ちなみに提供しているMSは資源は私が提供しているが製造、整備は不死鳥の会に全て任せているので私の手間はそれほど増えていない。
「アナハイムに気づかれる前に勢力拡大を急がなければな」
アースノイド主義というのは月に本拠を置くアナハイムの天敵に近い存在なのはわかるだろうが、1番の要因は政争の敵でもあるという点だ。
アースノイド主義達は宇宙に住む者達は奴隷程度にしか思っておらず、増税や安い労働力を手に入れようと常に動いている。
そしてもっとも対象にされているのは軍需産業で成功し、内紛の勝者エゥーゴの実質的な支配者、金も権力も手にしたアナハイムだ。
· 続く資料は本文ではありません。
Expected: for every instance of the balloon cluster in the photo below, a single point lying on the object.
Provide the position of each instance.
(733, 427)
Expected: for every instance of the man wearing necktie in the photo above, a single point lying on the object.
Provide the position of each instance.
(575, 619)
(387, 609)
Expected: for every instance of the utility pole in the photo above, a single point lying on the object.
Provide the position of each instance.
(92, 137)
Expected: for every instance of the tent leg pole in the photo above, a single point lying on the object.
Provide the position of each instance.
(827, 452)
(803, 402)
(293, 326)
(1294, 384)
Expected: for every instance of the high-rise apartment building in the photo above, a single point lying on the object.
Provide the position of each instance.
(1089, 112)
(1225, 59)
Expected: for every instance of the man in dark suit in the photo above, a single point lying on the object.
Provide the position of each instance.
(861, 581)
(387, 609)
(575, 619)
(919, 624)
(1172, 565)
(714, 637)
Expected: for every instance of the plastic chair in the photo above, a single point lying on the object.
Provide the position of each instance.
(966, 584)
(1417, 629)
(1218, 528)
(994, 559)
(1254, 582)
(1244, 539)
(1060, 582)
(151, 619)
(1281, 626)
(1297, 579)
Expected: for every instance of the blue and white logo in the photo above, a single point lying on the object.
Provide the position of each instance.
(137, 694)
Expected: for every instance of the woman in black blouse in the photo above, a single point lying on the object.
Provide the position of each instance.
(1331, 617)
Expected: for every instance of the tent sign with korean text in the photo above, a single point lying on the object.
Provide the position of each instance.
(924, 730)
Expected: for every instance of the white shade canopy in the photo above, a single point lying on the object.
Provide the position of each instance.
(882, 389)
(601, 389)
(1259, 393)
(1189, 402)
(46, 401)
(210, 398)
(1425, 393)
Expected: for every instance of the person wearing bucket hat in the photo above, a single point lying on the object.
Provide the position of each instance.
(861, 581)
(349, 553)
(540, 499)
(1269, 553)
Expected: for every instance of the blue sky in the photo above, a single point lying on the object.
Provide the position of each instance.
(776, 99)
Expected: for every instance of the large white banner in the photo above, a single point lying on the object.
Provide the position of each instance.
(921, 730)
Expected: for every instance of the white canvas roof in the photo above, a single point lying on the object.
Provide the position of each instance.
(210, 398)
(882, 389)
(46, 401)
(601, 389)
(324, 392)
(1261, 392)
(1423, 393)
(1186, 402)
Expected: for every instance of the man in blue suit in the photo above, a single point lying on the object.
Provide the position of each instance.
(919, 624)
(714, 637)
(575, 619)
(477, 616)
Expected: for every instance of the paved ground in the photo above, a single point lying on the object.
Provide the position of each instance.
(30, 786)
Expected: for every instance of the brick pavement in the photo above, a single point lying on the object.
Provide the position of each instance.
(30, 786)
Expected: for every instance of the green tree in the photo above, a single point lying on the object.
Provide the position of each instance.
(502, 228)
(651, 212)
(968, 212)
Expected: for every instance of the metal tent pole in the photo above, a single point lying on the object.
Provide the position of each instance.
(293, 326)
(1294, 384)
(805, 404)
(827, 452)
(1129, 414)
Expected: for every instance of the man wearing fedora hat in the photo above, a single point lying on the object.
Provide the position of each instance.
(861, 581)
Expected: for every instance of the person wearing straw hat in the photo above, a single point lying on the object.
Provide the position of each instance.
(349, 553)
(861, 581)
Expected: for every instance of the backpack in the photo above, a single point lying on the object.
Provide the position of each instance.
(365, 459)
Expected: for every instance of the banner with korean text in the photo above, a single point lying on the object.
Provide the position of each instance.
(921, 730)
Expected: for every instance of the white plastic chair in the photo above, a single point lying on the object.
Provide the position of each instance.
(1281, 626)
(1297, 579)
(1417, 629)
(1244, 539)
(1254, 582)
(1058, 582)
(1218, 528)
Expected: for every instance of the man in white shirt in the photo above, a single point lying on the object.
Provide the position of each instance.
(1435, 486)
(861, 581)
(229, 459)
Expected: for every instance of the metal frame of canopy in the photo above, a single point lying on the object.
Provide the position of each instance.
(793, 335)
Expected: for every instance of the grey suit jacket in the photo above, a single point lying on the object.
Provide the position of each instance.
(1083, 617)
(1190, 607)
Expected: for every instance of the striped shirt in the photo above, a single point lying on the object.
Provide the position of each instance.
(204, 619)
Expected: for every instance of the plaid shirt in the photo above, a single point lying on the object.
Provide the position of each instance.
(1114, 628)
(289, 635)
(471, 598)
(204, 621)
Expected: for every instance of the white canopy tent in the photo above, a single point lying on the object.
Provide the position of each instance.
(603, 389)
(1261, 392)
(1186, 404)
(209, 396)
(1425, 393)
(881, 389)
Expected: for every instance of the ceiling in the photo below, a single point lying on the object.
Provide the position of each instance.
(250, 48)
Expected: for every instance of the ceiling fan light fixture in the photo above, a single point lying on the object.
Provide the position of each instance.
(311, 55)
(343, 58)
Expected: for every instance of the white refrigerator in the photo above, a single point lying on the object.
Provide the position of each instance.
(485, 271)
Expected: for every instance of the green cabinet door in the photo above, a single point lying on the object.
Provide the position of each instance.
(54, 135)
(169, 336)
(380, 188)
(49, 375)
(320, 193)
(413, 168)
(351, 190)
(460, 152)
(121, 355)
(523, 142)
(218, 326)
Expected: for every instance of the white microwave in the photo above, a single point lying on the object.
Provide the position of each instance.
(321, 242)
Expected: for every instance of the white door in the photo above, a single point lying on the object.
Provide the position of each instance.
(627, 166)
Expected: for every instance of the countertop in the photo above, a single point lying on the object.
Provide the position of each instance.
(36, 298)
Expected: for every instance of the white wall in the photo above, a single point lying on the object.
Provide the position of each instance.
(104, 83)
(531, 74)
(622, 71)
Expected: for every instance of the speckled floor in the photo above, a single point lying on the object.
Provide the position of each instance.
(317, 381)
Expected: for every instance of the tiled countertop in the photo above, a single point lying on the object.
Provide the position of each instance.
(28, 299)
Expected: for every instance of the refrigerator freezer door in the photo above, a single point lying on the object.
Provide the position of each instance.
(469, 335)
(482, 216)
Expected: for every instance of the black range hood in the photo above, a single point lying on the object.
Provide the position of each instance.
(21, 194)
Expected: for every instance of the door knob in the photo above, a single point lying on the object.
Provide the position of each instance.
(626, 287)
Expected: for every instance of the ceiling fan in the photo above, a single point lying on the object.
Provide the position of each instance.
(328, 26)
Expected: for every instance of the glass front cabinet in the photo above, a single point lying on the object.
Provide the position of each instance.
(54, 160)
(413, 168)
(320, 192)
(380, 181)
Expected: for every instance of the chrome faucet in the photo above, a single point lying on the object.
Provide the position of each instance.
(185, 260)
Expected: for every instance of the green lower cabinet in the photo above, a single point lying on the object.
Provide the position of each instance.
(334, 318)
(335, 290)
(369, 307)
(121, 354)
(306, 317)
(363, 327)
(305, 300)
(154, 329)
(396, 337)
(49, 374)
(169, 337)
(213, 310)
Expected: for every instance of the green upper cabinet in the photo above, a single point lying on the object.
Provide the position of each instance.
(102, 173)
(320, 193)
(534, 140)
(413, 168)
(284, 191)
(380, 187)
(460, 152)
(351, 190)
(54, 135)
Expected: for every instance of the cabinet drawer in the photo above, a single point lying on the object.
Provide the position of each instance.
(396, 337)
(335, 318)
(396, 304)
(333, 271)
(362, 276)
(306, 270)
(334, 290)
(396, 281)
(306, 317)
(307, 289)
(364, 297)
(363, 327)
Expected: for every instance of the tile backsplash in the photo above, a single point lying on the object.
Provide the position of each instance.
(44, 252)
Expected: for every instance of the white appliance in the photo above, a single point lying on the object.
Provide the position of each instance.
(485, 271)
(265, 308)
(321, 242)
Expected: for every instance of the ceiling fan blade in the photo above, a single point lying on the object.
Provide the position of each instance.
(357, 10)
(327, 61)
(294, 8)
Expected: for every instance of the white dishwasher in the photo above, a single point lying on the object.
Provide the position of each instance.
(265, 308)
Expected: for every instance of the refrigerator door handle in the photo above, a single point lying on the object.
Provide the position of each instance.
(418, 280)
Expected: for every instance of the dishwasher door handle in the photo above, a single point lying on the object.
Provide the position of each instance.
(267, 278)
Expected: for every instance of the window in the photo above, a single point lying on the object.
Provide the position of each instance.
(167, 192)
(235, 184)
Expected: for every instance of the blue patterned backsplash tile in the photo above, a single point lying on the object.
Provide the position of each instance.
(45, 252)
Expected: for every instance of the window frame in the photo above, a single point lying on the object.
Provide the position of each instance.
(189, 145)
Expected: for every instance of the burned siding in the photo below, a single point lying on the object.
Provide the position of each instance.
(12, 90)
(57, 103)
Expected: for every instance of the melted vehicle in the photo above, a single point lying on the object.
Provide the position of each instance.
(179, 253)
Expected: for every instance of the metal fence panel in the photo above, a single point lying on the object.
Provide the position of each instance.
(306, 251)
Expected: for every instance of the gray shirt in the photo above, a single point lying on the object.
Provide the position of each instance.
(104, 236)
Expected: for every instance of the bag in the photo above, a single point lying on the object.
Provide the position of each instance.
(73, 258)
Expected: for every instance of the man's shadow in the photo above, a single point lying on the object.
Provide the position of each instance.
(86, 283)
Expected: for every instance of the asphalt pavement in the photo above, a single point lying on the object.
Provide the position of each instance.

そんな関係で、独自に武力を手に入れたと知れれば嬉々として刈り取りに動くだろう。掲げる大義は地球にしがみつく負の遺産を清算するとか国家反逆罪とかそんなところか。
「まぁこちらはこちらで忙しいので何かするわけではないが」
クィン・マンサIIは仮完成に漕ぎ着けたのだが……残念ながらやり直しとなった。
どうも納得がいかない。
耐久性、防御性、機動性、運動性、総合火力、新たなシステムなど全ての面でクィン・マンサのそれを上回っている。
しかし、なぜだろうか、後継機として間違いなく適している。にも関わらず私は仮完成を見て納得いかなかった。
理性ではなく、感性から来るものであるため、自分でもわからず手が止まり……設計と思いついた新たな試みを投入することにした。